Sunshine: We are first doing it room-by-room in five selected ICUs, and the ones we concentrated on have our COVID patients who need ICU care. Within a particular ICU, in a room, we are leveraging the collected information that’s typically in an ICU monitor—basic respiratory rate, EKG, blood pressure, pulse oximetry, and we are taking those feeds in a particular room and linking a separate machine—the ventilator, which is built by a different company—to those devices, along with with the computer systems that know not only patient information and demographics, but key lab values, too.
So we collect that information, and importantly, it’s not just the [numbers], but it’s a high-frequency representation of the actual waveforms. That’s important for an intensive critical care doctor to see those real-time, dependent changes, rather than just summary information. And all that is taken with our corporate partner, Talis Clinical, into a central set of servers in the cloud that normalizes the information across the different vendors. We may have [multiple] ventilators from the same company, and they might all have different software on them, but regardless of all that variation, it’s normalized. Our intensivist can then see this information graphically and numerically. And most excitedly, we can then start applying clinical guidelines and thresholds to that information.
We are in the last stage of validation, and obviously before we want people making clinical decisions, we want to triple check that our capture is actually normalized correctly and presenting. The plan is to show this to clinicians and then start using it right after that. But the connections are already set up in the ICUs.
Pronovost: We have very mature evidence in healthcare about what things should work and don’t work, but you often have to integrate many data sources. There is a whole list of other displays so we can ensure that patients are receiving care compliant with best practices. Then we can create a much more reliable system that ensures quality by the design of safe systems rather than the heroism of our clinicians.
How will you measure success, both in the near- and long-term?
Sunshine: In IT, I always say that we look past the first thing that we shouldn’t look past, and that’s adoption.

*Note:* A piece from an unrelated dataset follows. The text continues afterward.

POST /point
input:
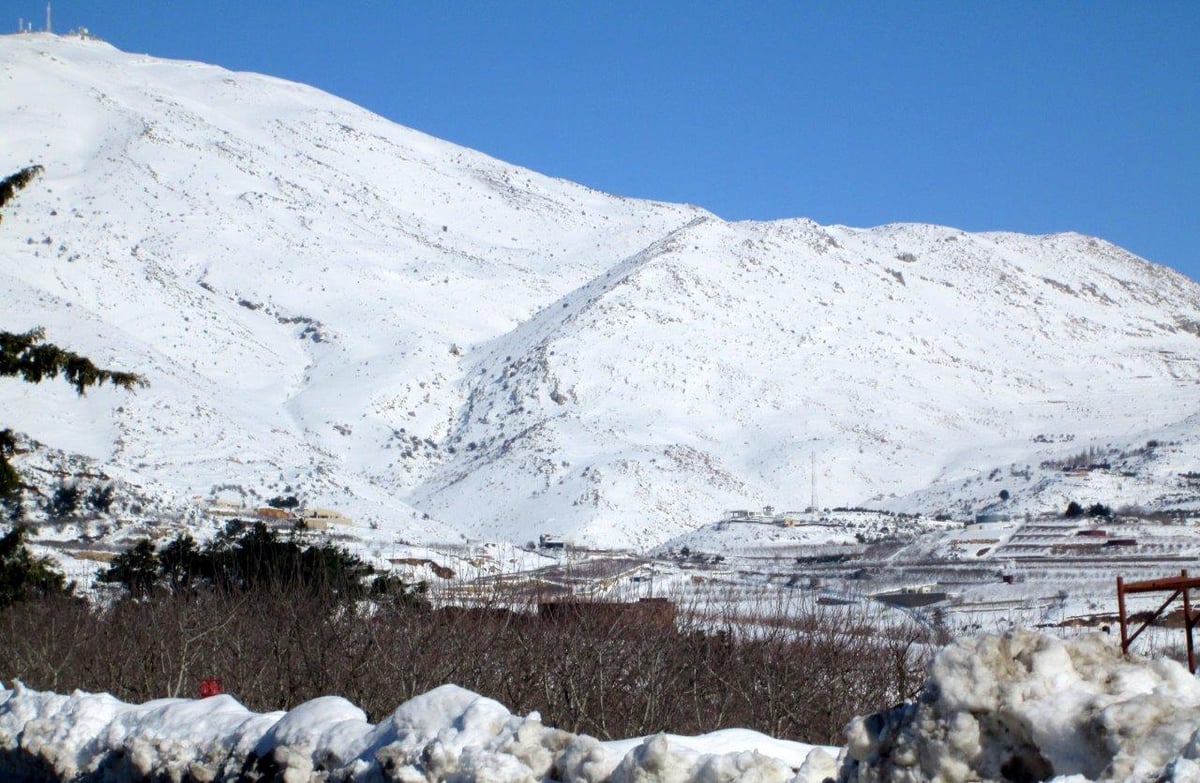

If we built something that we believe will help our clinicians, we first need to make sure that they’re actually looking at it, and not that it’s just flying there. It’s easy to look past that since clinicians are very busy, and in many ways overstimulated human beings. They don’t lack for data flying at them; they lack for appropriately filtered and integrated information that’s helpful. So the first measure we will look at is if our intensivists and nurse leaders in intensive settings are taking advantage of this. Once we do that we can also look at basic compliance with clinical goals. For example, how often are we achieving giving breaths in a certain range or maintaining blood pressure according to guidelines?
The longer-range metrics always will always be about how our patients are doing. Can we reduce the amount of time someone needs to be in intensive care? Can we improve and shorten the rate in which they are going home? How well are people surviving? These are longer-term metrics we will want to get to when we measure success in this space.
Pronovost: Is it deployable and is it usable? Some of that requires iterations about what the displays look like, and we have spent a lot of time with our clinicians and team configuring that. The next level is about the process measures; are we more compliant with best practices? And ultimately, do the outcomes, including cost data, really add value for those we serve?